Location: Forests of Maine
37,277 posts, read 61,034,194 times
Reputation: 30164
Quote:
Originally Posted by kellysmith View Post
The mini-split heat pump works well in Aroostook County. I say so because I have two places, both heated with one. The Fujitsu is rated for -19 degrees, but last year when it was -30, they both were cranking out heat like crazy. What does happen is they have a defrost cycle that runs in cold temps to keep frost off the coils. The defrost cycle doesn't put heat into the space, but it might run for 90 seconds every half hour in real cold weather. As for cost to operate, I have electric hot water at both places. Instant on at one and electric water heater at other, so that chews up electricity, and I didn't have an electric bill over $90 a month at either place.
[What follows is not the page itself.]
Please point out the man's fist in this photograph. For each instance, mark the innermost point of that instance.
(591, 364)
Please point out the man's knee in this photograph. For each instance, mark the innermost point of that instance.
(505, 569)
Mini-split heat pumps work very well in Maine.
That is great

I wonder then if beyond simply 'Mini-split with variable speed compressor', the addition of the defrost cycle is what makes the difference then?

I have been listening to 'Hot and Cold', Saturday mornings on 103.9FM with Dick Hill phd and Tom Gozce. It seems that contractors have been installing heat-pumps for years and there have been university studies done, as each improvement gets them closer to being functional year-round.

It sounds like there have been a lot of previous generations of heat-pumps installed that can not provide heat in winter. I am glad to hear that with the defrost cycle it works so well for you.